Environmental Protection Agency (EPA), The U.S. Environmental Protection Agency (EPA) recently announced four settlements with companies in Connecticut and Maine for violations of federal oil spill laws. The three companies in Connecticut and a company in Maine have all created oil spill prevention plans and come into compliance with federal oil pollution prevention laws, ensuring that the environment in the communities where they operate are better protected from damaging oil spills, according to federal officials.

The U.S. Environmental Protection Agency (EPA) recently announced four settlements with companies in Connecticut and Maine for violations of federal oil spill laws.

The three companies in Connecticut and a company in Maine have all created oil spill prevention plans and come into compliance with federal oil pollution prevention laws, ensuring that the environment in the communities where they operate are better protected from damaging oil spills, according to federal officials.

Penalties

According to the agreements, the four companies will pay penalties ranging from $4,000 to $9,900 to settle claims by EPA that they each violated federal laws meant to prevent oil spills. These settlements were reached under an expedited settlement program whereby EPA agreed to resolve these cases for reduced penalties with companies that were able to quickly correct violations of the oil pollution prevention regulations.

The companies involved in settlements were GCA Logging of Avon, Maine; Superior Fuel Oil Co., of Waterbury, Conn.; Academy Bus of Bridgeport, Conn., and GBC Metals of Waterbury.

Deb Szaro, EPA’s New England Acting Regional Administrator

Deb Szaro, EPA’s New England Acting Regional Administrator

“Each of these companies stores oil in quantities that require plans to prevent spills and minimize damage from oil spills, so they need to have spill prevention plans that comply with federal clean water regulations,’’ said Deb Szaro, EPA’s New England acting regional administrator.

Companies that store oil must follow the laws designed to protect the public and the environment.’’





Federal oil spill prevention, control and countermeasure rules provide requirements for businesses that store oil and prevent oil discharges into nearby water resources. The rules require certain businesses to prepare, amend and implement oil spill prevention and response plans, which are part of the oil pollution prevention regulation requirements of the Clean Water Act.

Cases & Violations

These cases include the following:

GCA Logging

GCA Logging of Avon, Maine, on Sept. 20, 2018 agreed to pay a $4,000 penalty and to address violations of the Oil Pollution Prevention regulations of the Clean Water Act. In February 2018, a fuel delivery company over-filled an above-ground storage tank, causing a spill that resulted in oil discharging into a nearby stream that flows into the Sandy River. At the time of the spill, the facility did not have a required spill prevention, control and countermeasure plan. In a separate action, the Maine Department of Environmental Protection penalized both GCA Logging and the fuel delivery company for causing the oil spill.

Superior Fuel Oil Co.

Superior Fuel Oil Co. of Waterbury on Sept. 6, 2018, agreed to pay a $9,900 penalty and to address violations of federal oil pollution prevention regulations. During an inspection at the company, EPA saw that the facility did not have adequate spill containment for oil truck-loading racks and wasn’t fully implementing its oil spill prevention, control and countermeasure plan.

Academy Bus

Academy Bus of Bridgeport, Conn., on Aug. 13, 2018, agreed to pay a $4,700 penalty and address violations of the oil pollution prevention regulations. The state responded to an oil spill at the company and referred the facility to EPA. During an inspection at the company, EPA saw that the facility did not have an adequate oil spill prevention control and countermeasure plan. Academy Bus amended its plan and put in place measures to prevent future spills.

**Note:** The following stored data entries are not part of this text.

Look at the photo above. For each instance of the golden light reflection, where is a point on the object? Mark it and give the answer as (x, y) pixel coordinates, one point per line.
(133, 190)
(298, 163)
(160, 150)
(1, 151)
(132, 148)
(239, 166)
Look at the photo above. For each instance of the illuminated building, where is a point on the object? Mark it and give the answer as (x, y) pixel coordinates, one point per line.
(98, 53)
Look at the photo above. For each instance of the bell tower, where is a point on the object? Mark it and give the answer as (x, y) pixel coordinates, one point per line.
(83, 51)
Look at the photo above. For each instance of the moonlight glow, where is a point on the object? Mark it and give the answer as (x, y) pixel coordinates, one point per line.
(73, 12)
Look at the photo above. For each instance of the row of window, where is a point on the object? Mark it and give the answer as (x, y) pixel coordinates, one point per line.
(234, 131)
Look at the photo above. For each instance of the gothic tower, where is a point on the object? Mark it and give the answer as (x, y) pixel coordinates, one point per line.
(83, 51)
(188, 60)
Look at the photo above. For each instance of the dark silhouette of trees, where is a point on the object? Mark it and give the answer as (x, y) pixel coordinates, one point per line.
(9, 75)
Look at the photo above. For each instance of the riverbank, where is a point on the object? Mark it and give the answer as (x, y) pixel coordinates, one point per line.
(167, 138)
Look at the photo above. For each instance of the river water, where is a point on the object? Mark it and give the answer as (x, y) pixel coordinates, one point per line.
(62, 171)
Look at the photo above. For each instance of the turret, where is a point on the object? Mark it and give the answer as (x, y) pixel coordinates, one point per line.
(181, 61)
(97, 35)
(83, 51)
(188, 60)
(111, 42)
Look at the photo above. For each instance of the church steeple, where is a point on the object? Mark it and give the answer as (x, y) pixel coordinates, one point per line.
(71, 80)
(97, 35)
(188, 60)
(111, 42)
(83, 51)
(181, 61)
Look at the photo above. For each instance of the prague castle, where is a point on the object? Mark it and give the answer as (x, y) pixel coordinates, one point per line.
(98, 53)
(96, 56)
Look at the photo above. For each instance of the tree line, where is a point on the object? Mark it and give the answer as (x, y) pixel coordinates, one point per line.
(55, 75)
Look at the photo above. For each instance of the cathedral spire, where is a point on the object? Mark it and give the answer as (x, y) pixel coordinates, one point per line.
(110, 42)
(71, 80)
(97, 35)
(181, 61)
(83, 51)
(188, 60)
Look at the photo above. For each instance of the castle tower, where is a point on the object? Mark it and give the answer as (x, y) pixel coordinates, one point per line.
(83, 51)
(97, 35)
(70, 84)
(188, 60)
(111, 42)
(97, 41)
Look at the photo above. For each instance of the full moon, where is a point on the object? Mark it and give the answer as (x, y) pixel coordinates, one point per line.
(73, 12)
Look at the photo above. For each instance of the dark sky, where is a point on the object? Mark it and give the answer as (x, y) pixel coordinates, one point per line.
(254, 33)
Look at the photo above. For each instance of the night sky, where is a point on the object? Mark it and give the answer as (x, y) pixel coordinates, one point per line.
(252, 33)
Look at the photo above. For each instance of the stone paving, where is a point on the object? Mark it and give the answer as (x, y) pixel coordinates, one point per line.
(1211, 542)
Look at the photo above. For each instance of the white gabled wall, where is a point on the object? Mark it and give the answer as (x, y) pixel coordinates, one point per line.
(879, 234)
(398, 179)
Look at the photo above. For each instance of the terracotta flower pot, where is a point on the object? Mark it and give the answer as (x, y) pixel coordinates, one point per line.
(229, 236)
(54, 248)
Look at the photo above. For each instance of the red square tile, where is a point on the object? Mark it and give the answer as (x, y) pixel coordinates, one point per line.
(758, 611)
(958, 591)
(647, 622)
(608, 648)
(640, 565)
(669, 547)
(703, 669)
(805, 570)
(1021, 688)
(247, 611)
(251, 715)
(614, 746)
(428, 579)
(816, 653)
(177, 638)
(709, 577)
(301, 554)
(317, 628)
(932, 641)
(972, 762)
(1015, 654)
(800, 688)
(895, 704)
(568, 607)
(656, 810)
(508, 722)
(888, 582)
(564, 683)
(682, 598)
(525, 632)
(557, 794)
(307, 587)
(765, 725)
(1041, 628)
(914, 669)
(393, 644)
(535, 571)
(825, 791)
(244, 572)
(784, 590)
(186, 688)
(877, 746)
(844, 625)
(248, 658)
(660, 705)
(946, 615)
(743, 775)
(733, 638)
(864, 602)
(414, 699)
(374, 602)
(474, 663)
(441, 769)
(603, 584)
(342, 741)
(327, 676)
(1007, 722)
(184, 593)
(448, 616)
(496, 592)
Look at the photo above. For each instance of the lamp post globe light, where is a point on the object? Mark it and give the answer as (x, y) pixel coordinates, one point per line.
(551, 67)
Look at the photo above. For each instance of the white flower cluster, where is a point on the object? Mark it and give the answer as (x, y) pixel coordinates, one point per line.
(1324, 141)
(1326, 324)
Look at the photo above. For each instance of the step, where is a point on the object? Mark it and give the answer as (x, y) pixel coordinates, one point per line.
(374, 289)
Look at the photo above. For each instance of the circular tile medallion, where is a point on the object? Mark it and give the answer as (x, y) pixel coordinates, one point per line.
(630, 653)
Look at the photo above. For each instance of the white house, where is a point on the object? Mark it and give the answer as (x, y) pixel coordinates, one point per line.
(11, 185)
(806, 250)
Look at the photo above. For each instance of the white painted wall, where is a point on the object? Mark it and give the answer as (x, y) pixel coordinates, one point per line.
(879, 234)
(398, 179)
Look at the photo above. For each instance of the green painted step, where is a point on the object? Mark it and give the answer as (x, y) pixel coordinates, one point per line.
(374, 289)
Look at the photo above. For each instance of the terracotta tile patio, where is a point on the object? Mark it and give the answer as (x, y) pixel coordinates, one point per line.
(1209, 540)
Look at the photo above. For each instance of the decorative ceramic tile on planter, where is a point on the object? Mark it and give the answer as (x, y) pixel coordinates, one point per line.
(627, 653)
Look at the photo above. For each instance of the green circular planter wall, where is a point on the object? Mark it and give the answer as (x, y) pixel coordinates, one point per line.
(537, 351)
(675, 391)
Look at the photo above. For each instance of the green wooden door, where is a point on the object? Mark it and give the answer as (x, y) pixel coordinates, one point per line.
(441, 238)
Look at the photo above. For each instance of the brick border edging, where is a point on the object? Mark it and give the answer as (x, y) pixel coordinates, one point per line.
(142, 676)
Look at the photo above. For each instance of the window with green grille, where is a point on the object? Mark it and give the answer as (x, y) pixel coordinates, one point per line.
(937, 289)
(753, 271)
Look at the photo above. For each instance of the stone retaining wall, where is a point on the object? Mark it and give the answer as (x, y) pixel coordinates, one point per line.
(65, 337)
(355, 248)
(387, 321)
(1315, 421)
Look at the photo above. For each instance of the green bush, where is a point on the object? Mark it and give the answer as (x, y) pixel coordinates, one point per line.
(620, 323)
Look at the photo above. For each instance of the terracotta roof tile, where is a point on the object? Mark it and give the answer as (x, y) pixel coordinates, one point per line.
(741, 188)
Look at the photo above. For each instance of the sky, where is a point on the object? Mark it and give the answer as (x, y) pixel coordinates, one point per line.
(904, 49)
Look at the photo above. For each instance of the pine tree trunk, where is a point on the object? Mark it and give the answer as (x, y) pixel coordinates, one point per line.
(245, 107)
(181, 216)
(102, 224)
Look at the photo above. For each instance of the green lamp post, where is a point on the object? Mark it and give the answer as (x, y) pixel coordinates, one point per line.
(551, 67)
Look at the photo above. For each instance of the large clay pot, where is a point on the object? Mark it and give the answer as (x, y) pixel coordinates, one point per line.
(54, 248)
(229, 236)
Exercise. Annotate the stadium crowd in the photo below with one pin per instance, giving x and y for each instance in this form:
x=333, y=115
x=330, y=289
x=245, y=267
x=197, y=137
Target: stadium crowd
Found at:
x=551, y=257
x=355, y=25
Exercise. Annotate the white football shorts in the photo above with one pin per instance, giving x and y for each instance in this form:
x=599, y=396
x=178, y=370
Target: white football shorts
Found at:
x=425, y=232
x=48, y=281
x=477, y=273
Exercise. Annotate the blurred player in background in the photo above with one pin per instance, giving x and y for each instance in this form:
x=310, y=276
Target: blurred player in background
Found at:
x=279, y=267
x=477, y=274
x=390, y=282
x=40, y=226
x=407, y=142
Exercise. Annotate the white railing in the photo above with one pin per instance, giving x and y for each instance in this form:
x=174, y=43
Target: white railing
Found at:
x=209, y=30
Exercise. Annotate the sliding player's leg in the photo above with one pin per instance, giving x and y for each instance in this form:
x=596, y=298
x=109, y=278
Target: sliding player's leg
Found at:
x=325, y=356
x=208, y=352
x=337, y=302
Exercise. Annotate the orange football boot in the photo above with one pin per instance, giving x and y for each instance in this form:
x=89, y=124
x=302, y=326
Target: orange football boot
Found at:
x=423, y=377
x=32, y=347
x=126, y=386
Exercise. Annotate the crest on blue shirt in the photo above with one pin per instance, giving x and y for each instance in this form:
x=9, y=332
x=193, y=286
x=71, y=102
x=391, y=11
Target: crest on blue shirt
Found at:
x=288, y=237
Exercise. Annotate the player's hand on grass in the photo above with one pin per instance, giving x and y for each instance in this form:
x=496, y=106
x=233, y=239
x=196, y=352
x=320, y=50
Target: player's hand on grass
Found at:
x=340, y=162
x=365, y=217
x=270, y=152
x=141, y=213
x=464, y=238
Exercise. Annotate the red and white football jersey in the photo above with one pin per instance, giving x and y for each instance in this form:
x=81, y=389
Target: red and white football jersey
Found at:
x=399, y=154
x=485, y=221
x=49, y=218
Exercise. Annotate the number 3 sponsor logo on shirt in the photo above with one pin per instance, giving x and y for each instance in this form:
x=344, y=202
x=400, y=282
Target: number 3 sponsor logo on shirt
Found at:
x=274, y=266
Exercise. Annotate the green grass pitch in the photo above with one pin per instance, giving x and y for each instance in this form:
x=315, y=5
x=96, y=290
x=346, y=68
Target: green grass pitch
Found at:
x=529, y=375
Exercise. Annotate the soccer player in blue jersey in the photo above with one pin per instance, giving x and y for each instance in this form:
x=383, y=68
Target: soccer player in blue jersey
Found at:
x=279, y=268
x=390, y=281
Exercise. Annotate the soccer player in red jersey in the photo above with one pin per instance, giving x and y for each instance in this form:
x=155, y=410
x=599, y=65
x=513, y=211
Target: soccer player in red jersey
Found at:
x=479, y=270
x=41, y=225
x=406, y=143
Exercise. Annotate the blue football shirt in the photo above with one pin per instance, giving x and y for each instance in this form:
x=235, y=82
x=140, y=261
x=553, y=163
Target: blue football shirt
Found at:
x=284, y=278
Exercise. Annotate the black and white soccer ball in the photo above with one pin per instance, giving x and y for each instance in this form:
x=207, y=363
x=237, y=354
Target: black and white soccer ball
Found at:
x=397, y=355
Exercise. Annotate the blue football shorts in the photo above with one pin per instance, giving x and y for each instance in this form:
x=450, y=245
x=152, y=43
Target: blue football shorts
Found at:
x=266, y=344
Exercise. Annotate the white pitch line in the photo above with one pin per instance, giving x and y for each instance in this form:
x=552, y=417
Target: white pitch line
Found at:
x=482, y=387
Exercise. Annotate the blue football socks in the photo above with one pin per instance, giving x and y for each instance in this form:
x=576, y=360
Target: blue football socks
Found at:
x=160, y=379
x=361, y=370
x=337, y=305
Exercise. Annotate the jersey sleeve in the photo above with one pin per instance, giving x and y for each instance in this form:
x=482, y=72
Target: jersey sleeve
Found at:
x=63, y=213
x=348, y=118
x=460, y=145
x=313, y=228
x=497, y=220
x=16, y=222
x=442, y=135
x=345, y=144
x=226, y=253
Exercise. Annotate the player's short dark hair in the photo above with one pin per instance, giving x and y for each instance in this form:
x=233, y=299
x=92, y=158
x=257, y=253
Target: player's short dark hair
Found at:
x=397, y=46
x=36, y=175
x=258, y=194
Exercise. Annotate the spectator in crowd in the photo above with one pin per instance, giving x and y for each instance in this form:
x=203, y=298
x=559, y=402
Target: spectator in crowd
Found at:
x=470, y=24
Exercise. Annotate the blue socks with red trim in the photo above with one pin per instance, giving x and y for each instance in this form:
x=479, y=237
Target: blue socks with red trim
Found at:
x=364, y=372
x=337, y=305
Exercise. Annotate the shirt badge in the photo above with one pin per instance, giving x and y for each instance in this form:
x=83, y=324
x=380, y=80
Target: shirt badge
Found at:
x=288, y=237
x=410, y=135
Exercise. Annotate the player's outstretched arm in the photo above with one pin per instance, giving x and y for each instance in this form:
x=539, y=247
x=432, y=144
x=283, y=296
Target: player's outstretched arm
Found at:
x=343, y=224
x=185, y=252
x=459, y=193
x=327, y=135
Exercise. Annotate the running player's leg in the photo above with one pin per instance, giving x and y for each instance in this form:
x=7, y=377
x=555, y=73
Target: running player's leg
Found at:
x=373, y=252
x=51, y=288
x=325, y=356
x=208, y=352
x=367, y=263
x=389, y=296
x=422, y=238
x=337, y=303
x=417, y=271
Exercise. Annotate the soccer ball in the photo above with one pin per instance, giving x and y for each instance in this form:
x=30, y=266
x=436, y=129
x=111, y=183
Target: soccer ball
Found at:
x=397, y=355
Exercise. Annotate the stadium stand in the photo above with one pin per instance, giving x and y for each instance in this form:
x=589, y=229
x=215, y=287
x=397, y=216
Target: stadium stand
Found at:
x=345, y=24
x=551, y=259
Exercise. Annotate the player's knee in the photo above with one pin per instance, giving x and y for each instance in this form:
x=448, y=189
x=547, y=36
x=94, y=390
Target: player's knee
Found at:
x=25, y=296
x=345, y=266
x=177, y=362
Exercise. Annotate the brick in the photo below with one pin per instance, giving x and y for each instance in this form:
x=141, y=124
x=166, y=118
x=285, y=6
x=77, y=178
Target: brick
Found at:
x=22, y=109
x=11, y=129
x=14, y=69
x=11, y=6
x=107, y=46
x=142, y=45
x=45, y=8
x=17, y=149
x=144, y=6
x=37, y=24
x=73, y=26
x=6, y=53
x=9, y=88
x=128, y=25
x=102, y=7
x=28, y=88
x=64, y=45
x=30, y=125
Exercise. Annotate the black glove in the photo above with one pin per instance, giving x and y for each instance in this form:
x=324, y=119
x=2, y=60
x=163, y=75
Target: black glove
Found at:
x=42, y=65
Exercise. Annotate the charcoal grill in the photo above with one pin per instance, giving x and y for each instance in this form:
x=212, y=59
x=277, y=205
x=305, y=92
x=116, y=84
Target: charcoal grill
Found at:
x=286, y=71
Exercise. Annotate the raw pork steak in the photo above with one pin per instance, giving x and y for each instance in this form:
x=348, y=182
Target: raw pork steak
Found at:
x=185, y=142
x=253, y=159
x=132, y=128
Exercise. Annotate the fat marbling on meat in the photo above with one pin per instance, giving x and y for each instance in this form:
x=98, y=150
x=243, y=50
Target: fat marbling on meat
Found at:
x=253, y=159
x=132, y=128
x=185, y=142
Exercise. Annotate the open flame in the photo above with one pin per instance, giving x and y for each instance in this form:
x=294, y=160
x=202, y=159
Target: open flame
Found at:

–  GBC Metals of Waterbury

GBC Metals of Waterbury, also known as Somers Thin Strip, agreed in June 2018 to pay a $6,100 penalty and to take measures to prevent future spills. In January, piping associated with an external valve on an oil cooling tower system at the facility failed, causing a release of about 5,790 gallons of oil from the system into a nearby storm drain. Between 625 and 650 gallons of oil was recovered from the Naugatuck River. The company responded promptly to the spill and did a cleanup, according to federal officials.